26 mars 2014

Do you remember....one year later....

Ma biche, 

Nous nous écrivons trés souvent, toi avec des rayons de soleil (ou des grosses draches aux moments opportuns...) moi avec mes petites touches numériques et mon stylo, et parfois aussi avec des signaux et des allumettes, mais ça marche moyen.

Un an s'est écoulé depuis ton départ précipité pour une destination inconnue (même pas une carte postale en un an, non non, mais je constate c'est tout) et je dois dire que ce n'est pas évident tous les jours de ne pas te voir en vrai.

Pourtant, et je ne suis pas la seule dans ce cas, nous sommes nombreux à sentir ta présence par le biais de signes magiques invisibles à l’œil nu, et pour ça je dois te remercier (même si là, tout de suite, ça fait couler mon mascara qui lui, contrairement à toi et moi, n'est pas waterproof, enfoiré) 

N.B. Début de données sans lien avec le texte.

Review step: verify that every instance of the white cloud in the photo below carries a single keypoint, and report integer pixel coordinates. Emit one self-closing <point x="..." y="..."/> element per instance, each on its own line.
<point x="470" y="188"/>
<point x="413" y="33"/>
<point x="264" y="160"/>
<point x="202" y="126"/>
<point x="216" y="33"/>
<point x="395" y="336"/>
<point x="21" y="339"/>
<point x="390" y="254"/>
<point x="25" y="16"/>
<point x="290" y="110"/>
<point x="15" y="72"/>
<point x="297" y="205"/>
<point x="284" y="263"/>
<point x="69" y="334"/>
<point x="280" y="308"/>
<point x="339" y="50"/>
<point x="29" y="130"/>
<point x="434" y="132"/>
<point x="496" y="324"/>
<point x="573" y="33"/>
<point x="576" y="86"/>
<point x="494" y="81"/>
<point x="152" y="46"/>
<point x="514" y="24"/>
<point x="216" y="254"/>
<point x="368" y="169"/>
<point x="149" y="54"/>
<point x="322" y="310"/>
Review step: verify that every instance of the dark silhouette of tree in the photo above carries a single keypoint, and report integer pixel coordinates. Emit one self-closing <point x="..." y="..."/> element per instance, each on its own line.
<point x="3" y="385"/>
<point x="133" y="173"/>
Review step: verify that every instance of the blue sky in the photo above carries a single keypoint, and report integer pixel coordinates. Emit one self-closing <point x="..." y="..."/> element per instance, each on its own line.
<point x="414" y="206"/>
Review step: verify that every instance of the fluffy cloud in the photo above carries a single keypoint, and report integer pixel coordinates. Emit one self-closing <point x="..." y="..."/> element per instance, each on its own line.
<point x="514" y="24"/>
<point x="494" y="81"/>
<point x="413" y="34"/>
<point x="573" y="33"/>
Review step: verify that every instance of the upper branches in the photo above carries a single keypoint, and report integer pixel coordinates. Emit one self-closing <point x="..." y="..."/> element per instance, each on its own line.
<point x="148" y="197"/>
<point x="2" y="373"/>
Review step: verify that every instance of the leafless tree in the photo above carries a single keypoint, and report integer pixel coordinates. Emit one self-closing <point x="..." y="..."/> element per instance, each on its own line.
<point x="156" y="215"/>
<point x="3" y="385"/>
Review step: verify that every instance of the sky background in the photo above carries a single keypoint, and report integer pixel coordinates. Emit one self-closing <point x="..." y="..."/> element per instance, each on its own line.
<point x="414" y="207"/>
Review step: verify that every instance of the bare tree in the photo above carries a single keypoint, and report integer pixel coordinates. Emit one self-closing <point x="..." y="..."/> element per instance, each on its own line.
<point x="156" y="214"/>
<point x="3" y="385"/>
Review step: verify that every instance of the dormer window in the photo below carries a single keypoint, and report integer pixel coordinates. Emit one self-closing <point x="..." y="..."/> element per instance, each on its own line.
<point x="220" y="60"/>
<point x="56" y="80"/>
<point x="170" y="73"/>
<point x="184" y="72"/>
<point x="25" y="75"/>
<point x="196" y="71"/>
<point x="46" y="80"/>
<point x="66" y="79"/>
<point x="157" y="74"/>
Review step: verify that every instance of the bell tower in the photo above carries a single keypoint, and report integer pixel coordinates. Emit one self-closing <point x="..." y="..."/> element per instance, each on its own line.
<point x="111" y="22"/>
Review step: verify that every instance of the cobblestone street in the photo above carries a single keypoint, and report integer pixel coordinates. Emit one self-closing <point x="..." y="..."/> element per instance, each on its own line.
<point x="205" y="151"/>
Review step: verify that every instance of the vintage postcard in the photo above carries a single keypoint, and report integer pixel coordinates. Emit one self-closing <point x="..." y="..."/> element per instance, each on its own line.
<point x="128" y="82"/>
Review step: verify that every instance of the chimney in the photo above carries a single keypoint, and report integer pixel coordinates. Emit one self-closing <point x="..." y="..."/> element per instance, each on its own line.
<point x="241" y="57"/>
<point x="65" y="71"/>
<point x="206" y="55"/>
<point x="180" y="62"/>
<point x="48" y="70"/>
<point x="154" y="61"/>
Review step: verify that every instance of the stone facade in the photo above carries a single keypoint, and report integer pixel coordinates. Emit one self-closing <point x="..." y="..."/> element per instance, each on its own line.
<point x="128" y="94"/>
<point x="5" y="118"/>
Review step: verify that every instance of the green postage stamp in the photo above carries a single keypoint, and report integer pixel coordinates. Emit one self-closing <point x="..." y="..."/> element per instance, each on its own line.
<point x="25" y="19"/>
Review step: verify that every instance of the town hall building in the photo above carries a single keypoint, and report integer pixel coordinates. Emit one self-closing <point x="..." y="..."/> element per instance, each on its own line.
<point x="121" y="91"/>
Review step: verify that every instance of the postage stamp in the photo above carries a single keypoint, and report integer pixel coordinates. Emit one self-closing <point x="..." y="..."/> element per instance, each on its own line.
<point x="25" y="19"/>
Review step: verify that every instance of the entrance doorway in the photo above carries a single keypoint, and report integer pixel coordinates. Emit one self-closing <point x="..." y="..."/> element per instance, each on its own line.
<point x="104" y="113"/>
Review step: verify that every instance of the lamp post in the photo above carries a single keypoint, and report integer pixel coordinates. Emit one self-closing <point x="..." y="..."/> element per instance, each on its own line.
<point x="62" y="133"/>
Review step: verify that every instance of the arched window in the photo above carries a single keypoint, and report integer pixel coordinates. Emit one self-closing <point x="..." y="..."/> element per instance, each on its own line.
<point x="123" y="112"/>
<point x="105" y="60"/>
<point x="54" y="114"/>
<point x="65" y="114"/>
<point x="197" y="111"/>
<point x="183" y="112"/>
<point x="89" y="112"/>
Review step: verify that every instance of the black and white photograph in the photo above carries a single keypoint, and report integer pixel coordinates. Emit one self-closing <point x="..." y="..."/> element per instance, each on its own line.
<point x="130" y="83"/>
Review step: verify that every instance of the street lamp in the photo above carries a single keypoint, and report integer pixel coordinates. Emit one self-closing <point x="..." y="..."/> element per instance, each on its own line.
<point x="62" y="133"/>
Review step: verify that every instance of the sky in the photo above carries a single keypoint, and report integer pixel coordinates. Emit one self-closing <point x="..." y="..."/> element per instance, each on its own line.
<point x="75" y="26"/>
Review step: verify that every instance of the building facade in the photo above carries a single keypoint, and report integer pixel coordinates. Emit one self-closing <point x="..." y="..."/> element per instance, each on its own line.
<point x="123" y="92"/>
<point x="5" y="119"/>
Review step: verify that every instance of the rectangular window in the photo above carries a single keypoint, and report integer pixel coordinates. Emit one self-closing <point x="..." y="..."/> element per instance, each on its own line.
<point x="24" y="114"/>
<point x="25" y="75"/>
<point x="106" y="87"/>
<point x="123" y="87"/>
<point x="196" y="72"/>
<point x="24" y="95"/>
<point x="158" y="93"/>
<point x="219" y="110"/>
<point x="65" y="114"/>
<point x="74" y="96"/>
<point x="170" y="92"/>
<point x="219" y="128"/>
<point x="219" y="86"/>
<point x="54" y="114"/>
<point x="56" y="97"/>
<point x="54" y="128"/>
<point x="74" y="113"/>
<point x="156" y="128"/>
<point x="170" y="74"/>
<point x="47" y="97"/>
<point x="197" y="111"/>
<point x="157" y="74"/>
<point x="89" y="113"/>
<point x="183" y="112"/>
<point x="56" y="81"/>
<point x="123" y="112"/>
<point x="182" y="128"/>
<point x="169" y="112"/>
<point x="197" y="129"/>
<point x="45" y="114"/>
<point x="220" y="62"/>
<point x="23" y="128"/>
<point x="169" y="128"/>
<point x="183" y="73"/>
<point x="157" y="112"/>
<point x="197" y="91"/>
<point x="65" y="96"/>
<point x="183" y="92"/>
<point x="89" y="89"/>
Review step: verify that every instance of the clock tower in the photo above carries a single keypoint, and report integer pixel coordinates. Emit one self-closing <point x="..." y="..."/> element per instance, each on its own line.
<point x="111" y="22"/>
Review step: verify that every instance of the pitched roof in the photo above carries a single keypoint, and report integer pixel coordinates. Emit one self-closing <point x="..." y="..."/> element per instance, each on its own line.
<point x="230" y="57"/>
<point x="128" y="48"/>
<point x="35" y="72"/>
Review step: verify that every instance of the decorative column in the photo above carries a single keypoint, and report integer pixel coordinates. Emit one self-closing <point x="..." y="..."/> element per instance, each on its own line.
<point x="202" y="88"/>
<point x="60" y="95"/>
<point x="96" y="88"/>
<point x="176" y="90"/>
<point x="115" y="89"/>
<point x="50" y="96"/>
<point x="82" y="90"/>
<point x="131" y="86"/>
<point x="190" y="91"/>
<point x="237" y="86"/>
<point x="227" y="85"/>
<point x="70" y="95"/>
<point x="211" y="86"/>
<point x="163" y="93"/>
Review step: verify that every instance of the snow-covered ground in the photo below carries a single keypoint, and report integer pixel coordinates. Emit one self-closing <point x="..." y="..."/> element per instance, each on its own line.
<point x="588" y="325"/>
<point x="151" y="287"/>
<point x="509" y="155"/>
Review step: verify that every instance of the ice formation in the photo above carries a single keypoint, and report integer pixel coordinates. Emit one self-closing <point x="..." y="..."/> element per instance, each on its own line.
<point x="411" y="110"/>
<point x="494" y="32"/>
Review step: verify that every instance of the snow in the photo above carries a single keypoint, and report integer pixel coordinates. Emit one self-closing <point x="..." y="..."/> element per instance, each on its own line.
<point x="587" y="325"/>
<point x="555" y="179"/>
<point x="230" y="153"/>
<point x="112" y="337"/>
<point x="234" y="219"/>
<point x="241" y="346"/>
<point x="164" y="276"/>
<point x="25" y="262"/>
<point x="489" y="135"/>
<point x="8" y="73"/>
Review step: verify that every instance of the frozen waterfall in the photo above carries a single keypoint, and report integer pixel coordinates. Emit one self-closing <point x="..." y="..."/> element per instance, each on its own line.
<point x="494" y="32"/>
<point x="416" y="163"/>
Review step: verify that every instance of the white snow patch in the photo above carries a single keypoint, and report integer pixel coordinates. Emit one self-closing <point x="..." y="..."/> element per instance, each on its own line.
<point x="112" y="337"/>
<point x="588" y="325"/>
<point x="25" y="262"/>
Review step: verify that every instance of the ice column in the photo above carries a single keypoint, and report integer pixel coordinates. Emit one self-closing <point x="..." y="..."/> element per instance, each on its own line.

Un an....depuis que, malgré moi, malgré ma douleur, malgré mes pourquoi et mes cris de colère, je me suis réveillée de ma condition qui me poussait inexorablement vers un endroit qui lui aussi était inconnu, mais sans doute pas très accueillant, un peu glauque et froid, un an , que "grâce" à toi, qui m'accompagne chaque jour sur mon chemin tortueux, je réagis.

J'ai la chance de continuer à faire chier le monde sur Terre, et ça c'est grâce à toi, et je pèse mes mots.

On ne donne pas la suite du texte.